Caracas, 26 out (EFE).- A aliança opositora Mesa da Unidade Democrática (MUD) convocou nesta quarta-feira uma greve geral de 12 horas para a próxima sexta-feira em todo o país, assim como uma manifestação em direção ao palácio presidencial no dia 3 de novembro, conforme anunciou o secretário-executivo da plataforma de oposição, Jesús Torrealba.

Ao término de um protesto em Caracas que reuniu milhares de pessoas como parte da chamada "Tomada da Venezuela", os dirigentes da MUD pediram uma passeata rumo ao Palácio de Miraflores para notificar a Nicolás Maduro as decisões adotadas pela Assembleia Nacional (parlamento) em relação ao cargo de presidente.

Torrealba explicou que a greve geral será feita "em protesto contra a violação ao direito ao voto", enquanto a Assembleia Nacional avança no "caminho parlamentar para aprovar a separação (de Nicolás Maduro) do cargo por abandono do mesmo".

A greve convocada pela MUD pede aos venezuelanos que mantenham as ruas vazias e o "país deserto". O presidente do parlamento, o opositor Henry Ramos Allup, disse que a mobilização será realizada de forma pacífica até a sede do governo para impedir "as forças repressivas do regime".
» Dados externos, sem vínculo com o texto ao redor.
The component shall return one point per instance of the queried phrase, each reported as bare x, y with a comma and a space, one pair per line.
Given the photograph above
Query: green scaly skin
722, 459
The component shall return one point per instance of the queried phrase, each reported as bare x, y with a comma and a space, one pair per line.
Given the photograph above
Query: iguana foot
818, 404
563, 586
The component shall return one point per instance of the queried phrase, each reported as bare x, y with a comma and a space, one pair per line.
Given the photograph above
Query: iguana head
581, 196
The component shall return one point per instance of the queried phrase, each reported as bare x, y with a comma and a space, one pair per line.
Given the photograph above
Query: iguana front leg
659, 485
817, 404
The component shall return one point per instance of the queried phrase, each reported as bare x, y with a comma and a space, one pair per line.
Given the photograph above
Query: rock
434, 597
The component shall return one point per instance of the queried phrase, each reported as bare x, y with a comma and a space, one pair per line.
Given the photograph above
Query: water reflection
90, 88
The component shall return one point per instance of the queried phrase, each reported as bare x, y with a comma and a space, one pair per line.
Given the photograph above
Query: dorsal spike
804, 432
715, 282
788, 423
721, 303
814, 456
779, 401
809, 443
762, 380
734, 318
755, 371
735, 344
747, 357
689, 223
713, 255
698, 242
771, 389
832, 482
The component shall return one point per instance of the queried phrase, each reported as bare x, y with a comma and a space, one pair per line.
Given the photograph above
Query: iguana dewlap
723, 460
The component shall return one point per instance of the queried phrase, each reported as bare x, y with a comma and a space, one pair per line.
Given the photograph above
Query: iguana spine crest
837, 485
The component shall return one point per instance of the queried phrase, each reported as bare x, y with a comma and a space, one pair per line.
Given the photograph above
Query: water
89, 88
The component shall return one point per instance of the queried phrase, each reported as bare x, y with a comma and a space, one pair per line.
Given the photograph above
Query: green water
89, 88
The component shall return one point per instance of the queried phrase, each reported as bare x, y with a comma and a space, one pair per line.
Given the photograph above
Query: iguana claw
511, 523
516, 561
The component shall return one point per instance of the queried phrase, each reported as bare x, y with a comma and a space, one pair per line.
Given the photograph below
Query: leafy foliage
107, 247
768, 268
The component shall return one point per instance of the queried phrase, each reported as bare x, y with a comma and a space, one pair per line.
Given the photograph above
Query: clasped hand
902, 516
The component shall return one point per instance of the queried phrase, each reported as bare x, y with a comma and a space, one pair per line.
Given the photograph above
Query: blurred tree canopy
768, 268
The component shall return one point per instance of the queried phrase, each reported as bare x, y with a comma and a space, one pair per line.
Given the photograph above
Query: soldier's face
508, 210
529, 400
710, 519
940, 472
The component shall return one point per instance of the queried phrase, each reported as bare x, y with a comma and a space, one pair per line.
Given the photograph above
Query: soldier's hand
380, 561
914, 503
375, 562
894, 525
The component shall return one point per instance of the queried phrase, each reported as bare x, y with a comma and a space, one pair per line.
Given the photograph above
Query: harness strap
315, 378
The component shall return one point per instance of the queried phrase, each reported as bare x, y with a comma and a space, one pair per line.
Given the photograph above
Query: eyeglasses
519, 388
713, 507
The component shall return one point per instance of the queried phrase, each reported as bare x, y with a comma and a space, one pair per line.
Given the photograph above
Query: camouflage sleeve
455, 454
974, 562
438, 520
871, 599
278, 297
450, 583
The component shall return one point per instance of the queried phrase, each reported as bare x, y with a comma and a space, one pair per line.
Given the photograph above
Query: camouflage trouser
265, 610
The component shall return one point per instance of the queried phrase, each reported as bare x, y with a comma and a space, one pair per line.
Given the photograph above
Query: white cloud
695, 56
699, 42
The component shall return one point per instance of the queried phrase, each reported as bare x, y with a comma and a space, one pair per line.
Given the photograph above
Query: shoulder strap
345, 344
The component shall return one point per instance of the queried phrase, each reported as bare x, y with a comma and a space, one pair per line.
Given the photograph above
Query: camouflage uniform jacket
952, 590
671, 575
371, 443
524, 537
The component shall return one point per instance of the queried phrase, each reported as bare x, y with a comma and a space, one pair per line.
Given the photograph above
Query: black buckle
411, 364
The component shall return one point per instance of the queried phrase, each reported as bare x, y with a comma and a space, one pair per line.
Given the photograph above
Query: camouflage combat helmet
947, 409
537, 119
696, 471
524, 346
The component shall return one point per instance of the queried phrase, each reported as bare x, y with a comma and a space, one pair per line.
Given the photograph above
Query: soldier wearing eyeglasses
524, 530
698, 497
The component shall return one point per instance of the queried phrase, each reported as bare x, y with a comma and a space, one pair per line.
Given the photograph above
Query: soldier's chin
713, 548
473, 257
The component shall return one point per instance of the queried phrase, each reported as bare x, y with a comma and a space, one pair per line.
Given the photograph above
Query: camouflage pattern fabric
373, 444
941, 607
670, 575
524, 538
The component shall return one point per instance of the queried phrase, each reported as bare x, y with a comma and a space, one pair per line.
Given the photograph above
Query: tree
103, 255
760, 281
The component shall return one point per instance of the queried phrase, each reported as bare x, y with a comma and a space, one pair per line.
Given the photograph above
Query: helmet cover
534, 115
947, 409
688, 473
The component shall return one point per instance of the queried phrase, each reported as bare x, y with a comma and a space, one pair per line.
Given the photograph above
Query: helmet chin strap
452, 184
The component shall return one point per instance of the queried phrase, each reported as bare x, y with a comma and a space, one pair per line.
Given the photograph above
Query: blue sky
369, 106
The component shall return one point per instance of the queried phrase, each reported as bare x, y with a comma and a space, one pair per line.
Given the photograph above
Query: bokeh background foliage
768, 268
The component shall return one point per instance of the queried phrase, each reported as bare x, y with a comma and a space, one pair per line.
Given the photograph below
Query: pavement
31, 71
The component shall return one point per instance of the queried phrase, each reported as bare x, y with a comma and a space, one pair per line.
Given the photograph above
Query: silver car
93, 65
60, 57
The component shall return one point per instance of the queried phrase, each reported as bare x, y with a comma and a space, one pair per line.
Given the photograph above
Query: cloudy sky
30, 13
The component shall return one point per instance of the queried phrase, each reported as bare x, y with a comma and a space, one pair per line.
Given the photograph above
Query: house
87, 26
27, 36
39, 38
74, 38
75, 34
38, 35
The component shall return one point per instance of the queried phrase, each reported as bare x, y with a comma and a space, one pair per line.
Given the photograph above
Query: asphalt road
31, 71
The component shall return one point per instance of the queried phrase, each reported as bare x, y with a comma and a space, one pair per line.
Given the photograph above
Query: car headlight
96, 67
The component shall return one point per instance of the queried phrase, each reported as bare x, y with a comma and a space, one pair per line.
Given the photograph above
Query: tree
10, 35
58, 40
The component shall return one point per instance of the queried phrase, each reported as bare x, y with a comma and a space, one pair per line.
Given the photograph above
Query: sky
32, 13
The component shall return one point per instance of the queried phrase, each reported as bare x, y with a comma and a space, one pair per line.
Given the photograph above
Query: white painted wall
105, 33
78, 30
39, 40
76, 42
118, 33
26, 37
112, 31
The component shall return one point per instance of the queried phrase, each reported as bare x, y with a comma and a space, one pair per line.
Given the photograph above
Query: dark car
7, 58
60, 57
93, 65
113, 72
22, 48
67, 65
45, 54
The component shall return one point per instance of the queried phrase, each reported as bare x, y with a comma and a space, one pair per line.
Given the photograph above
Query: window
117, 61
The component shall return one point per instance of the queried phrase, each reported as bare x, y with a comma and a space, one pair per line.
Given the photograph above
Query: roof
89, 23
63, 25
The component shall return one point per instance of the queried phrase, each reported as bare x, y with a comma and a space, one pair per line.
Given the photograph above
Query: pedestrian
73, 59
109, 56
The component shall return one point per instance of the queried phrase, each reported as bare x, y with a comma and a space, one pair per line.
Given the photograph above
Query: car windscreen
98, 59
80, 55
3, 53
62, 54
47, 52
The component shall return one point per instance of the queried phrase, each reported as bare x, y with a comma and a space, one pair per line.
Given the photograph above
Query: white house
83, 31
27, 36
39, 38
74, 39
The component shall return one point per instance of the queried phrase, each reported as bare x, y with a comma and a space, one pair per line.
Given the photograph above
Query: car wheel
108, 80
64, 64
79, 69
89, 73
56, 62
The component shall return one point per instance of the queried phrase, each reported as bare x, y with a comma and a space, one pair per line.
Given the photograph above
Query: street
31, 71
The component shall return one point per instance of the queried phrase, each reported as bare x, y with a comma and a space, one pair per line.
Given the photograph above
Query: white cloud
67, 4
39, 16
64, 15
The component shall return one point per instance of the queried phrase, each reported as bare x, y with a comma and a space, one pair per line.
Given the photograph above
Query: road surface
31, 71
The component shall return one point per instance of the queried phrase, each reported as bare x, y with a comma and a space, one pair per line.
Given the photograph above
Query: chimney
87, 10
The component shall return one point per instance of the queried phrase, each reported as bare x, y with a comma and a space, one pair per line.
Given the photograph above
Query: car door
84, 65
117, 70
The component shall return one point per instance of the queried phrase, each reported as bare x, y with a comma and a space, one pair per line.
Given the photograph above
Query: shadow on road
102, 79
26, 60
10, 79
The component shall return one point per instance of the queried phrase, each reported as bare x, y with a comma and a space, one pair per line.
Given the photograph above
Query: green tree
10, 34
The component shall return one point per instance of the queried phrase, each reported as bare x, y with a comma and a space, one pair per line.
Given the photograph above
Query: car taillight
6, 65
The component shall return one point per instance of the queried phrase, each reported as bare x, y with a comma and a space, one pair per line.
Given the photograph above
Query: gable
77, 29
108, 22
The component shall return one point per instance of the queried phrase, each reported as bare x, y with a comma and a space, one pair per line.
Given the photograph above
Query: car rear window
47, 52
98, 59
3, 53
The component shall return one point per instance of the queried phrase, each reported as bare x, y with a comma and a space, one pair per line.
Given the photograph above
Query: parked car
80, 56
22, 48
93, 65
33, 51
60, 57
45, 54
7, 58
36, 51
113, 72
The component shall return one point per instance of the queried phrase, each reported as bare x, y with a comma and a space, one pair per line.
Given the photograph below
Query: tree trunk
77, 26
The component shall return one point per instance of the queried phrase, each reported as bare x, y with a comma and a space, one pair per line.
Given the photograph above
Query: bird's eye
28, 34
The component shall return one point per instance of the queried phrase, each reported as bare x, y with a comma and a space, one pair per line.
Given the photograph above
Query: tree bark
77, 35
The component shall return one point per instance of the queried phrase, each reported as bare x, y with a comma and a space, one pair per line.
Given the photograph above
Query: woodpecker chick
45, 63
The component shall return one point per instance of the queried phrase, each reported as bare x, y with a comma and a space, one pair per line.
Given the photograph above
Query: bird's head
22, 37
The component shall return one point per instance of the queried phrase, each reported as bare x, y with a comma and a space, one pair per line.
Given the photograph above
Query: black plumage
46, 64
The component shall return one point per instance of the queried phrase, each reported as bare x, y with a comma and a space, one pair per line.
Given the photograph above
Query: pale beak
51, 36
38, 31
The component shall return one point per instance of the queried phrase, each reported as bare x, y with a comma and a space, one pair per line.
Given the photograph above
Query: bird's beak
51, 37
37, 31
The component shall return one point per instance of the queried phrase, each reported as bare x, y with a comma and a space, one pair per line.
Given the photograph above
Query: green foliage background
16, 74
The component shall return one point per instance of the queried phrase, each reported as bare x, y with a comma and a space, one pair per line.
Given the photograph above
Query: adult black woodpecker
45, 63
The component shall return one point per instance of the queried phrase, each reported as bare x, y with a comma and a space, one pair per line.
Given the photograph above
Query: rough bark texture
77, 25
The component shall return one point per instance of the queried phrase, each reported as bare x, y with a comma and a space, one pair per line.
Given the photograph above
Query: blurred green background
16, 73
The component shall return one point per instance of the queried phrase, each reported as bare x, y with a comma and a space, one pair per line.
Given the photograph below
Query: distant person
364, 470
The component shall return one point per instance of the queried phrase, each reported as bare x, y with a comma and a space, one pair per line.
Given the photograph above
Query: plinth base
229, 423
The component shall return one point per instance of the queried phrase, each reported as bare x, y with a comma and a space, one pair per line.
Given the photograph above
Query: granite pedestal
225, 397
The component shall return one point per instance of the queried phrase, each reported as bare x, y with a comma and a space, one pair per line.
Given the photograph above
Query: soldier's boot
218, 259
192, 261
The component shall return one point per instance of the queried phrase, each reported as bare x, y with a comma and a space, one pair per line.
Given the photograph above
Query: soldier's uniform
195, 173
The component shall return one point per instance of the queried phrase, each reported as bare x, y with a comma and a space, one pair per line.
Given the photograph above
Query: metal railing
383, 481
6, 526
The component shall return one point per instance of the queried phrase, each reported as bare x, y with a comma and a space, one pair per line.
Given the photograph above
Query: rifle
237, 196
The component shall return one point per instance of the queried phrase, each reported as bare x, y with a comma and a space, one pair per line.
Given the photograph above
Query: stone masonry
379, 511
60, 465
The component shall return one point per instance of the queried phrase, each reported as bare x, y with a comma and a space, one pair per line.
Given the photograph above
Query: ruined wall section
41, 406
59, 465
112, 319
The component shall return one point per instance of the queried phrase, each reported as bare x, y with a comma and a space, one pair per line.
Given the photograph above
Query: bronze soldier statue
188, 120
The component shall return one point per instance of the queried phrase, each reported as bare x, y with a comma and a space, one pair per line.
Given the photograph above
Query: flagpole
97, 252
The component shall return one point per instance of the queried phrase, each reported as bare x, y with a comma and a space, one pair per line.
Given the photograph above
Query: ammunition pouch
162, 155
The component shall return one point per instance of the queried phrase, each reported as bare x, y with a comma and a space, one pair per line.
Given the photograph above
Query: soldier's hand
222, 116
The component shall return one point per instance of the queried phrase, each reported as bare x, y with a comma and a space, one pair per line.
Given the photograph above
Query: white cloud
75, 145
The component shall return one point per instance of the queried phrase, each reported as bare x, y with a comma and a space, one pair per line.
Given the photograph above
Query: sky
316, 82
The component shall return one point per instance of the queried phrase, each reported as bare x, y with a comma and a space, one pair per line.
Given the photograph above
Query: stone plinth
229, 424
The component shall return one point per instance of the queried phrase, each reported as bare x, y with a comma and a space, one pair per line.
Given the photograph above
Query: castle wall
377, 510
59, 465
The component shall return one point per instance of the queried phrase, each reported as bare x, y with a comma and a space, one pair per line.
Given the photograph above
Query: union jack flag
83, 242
"No dia 3 de novembro, vamos notificar a Nicolás Maduro que foi declarado pelo povo venezuelano incurso em responsabilidade política em abandono de cargo", disse Ramos Allup.

O líder opositor Henrique Capriles expressou que a convocação a Miraflores será mantida enquanto o governo de Maduro não voltar "à ordem constitucional" e comentou que a marcha convocada para esta quarta-feira não irá ao palácio de governo porque a MUD quer dar a oportunidade aos demais venezuelanos que vivem nos diferentes estados do país e para conceder um prazo ao governo para que restitua a ordem constitucional.

"Digo aos que estão em Miraflores para que restituam a ordem constitucional, parem o golpe de Estado em nossa Venezuela e restituam os direitos fundamentais, ou no dia 3 de novembro todo o povo venezuelano virá para Caracas porque vamos a Miraflores", reiterou.

A oposição venezuelana convocou para esta quarta-feira a chamada "tomada da Venezuela" após o Poder Eleitoral ter suspendido o processo de referendo revogatório do presidente Nicolás Maduro.